For the left this means offering policies that will provide greater upward social mobility for young people across the board, but with a particular focus on younger non-graduates and also the proportion of younger graduates who become left behind.

A university degree is one route, but with increasing numbers going to university, divisions within this group of graduates will appear, largely depending on parental wealth but also dependent on different graduate income returns and the affordability of housing. Compared to previous generations, many younger people do not have the long-term perspective of homeownership and a  secure pension ahead of them, although younger renting graduates expect to buy homes at higher rates in our data  than younger non-graduates who are renting. A centre-left government could offer voters the security of a social safety net, but should also offer the potential of a more equitable future in order to attract younger generations and to avoid a growing economic rift based on education divides.

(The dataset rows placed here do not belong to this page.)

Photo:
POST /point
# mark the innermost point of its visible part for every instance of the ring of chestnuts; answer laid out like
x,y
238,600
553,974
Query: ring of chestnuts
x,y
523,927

4. Younger generations of non-graduates are a key electoral group

Women under 50 and men under 40 who are non-graduates are particularly interesting because these  are the  individuals who are most aggrieved economically – and whose economic grievances most closely match with their cultural attitudes and concerns. It cannot be said that someone who is very economically secure but culturally conservative is hostile to immigration because of their own economic insecurity (though they may have local, regional or inter-generational economic concerns). But for younger non-graduates, concerns about immigration and hopes for Brexit could be tied to their economic worries. Moreover, these economic worries tend to be extreme. We found the highest levels of needing to borrow money for essentials, and of not being able to cover an emergency expense among younger non-graduates. And this was in 2018, before both the pandemic and the current cost of living squeeze.

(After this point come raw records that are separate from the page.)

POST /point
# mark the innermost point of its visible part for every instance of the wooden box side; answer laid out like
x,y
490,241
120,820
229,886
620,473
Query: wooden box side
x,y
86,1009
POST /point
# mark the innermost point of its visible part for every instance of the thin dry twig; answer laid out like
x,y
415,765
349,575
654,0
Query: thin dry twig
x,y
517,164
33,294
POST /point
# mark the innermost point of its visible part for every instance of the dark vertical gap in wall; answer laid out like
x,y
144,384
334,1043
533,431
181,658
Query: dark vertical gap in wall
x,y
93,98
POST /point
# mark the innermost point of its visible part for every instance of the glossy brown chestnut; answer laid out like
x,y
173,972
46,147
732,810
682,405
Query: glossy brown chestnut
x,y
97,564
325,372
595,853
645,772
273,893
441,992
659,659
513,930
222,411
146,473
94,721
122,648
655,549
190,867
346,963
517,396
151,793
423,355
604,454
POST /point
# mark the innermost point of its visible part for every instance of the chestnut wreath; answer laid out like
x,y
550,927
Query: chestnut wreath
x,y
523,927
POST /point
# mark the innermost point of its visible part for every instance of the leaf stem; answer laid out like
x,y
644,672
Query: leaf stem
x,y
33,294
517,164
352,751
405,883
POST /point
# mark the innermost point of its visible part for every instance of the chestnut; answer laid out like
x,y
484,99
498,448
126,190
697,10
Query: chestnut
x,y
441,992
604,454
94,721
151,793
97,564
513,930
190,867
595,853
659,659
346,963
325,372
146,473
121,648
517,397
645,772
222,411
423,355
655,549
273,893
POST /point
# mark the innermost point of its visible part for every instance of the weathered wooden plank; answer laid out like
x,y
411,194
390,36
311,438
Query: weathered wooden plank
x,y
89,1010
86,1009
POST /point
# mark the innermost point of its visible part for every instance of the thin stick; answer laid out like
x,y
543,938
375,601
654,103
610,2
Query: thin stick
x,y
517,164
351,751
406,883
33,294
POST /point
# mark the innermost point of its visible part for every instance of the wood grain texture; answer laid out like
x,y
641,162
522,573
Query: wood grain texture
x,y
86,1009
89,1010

These individuals are ‘cross-pressured’. On Brexit and immigration they might be pulled towards the Conservatives. On the basis of economics, they might be pulled towards Labour. The same cannot be said to be true for older economically secure voters. The latter have two reasons to currently vote Conservative: their economic security and their views on Brexit.

Importantly, the younger non-graduates we identify live in all parts of the country. While there has been much focus on where older non-graduates live and also where younger graduates live, we looked at the distribution of younger non-graduates and found high proportions in Labour constituencies in cities, in South Wales, and in a swathe of Conservative gains and also ConservativeLabour key marginals. These individuals have been more likely to be non-voters in recent elections, but that doesn’t mean they will always be. They may have turned out in relatively higher numbers in the EU referendum. And the fact that they are the economically and politically left behind means they could now be the most important group to win over.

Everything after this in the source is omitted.